A popular maxim is that you should never let the perfect become the enemy of the good. In other words, just ship your dang product already. That admonishment appears to fit perfectly with Oculus VR and its much-anticipated Oculus Rift virtual reality headset.

Speaking at the Web Summit 2014 in Dublin, Ireland Oculus VR CEO Brendan Iribe said the Rift's release was still "many months" away, even though the product is largely finalised, as reported by The Next Web.

The problem? Iribe says traditional controllers like keyboards, mice, and standard gamepads don't really translate well to the virtual reality experience, and gesture control is still in its infancy. So it looks we'll have another holiday season with no Oculus Rifts peeking out of the stockings of well-behaved gamers.

Why this matters: Oculus understandably wants to get the Rift just right. With so much interest in the company's product, Oculus VR could become the market leader in a video game revolution that will seemingly come overnight – not bad for a company that traces its roots to Kickstarter. But virtual reality is shaping up to be the next big frontier in gaming and every major player knows it. Samsung is already producing a VR accessory for the Galaxy Note 4 (admittedly with help from Oculus VR), other companies such as Microsoft (still rumored) and Sony are working on their own VR devices as well. Oculus VR has to be careful it doesn't wait too long to release its PC-focused headset.

How long is too long?

In September, Oculus released its latest prototype, dubbed Crescent Bay, and it's already amazing. For the most part, current Oculus demos – not to mention developers already working with the device – rely on standard game controllers for use with the Rift. That often ends up being the Xbox 360 controller, which is the de facto standard gamepad for PC gamers.

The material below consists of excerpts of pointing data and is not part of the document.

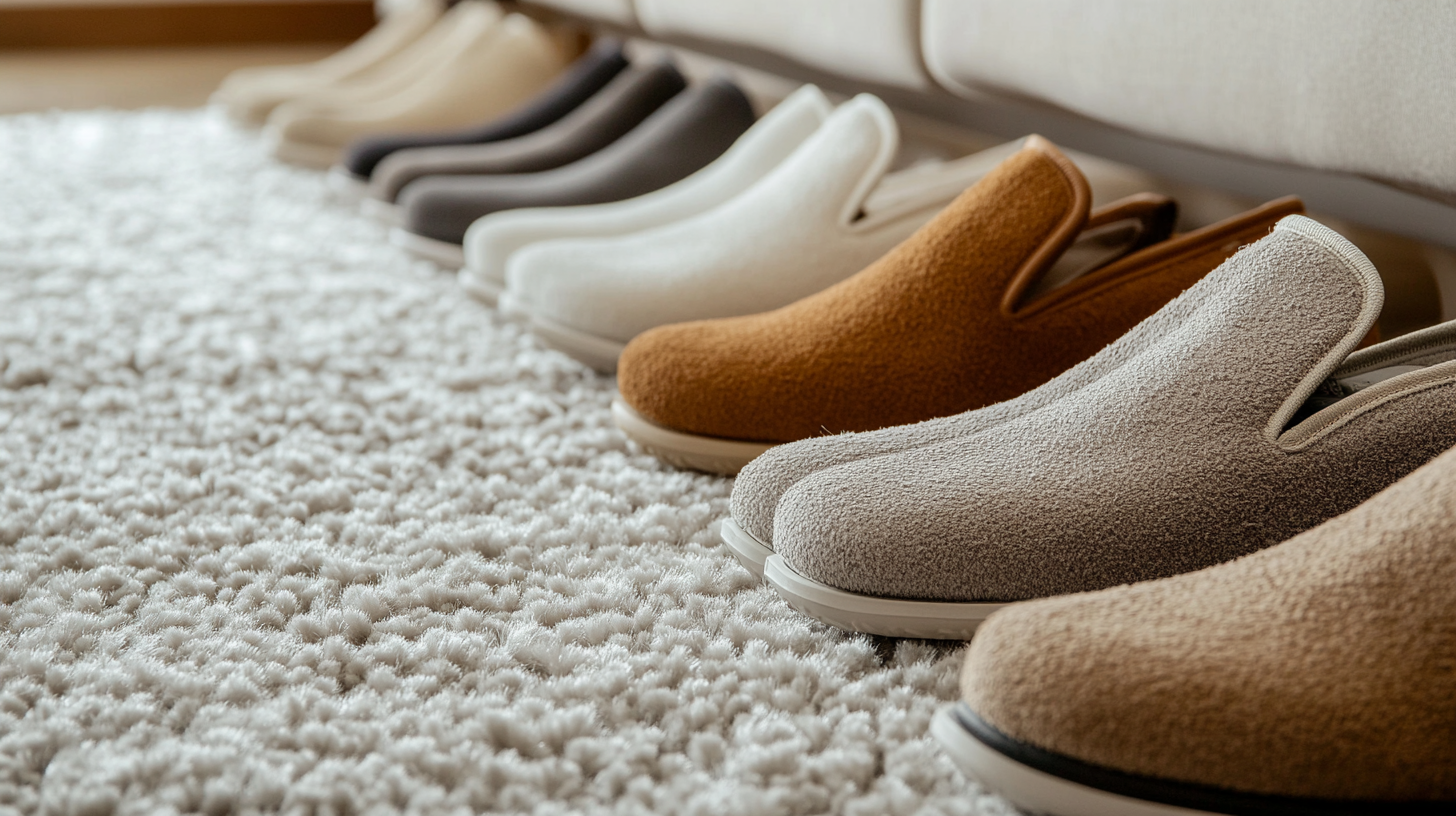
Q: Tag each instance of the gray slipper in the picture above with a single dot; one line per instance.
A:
(677, 140)
(574, 88)
(622, 105)
(1245, 421)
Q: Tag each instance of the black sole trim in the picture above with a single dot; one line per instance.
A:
(1183, 794)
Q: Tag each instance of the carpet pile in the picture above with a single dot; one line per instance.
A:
(289, 523)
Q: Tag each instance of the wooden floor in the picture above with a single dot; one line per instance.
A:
(131, 77)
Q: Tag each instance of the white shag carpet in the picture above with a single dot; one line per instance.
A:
(289, 523)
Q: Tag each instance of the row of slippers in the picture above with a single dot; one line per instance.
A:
(1194, 512)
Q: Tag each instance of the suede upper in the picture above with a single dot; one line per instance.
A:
(692, 130)
(1175, 461)
(763, 481)
(618, 108)
(580, 82)
(1321, 668)
(936, 327)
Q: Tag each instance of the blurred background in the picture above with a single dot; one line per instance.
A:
(76, 54)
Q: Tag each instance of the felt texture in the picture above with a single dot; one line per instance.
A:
(679, 139)
(788, 236)
(580, 82)
(932, 328)
(1319, 668)
(495, 67)
(623, 104)
(456, 29)
(1172, 462)
(251, 93)
(763, 481)
(491, 241)
(293, 528)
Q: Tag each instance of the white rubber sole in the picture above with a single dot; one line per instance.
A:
(319, 156)
(596, 351)
(744, 547)
(890, 617)
(347, 184)
(1034, 790)
(711, 455)
(446, 254)
(479, 287)
(386, 213)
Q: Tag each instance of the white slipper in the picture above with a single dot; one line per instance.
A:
(744, 545)
(890, 617)
(488, 67)
(722, 456)
(348, 185)
(819, 217)
(599, 353)
(492, 239)
(251, 93)
(447, 255)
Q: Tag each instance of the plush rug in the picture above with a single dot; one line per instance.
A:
(289, 523)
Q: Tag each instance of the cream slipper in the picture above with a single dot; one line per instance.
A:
(491, 241)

Oculus is supposed to be working on its own controller that is specifically tailored to the Rift. To that end, Oculus acquired Carbon Design in June, a company best known for creating the much-loved 360 controller.

There's no doubt that for VR to finally live up to its long history of promises, it will need an appealing input device to complement the amazing experience the Rift headset provides. But people are eagerly anticipating the Rift's virtual worlds, which are mostly about the visuals. It might be better just to get the headset out there sooner rather than later and worry about delivering the perfect controller after the fact.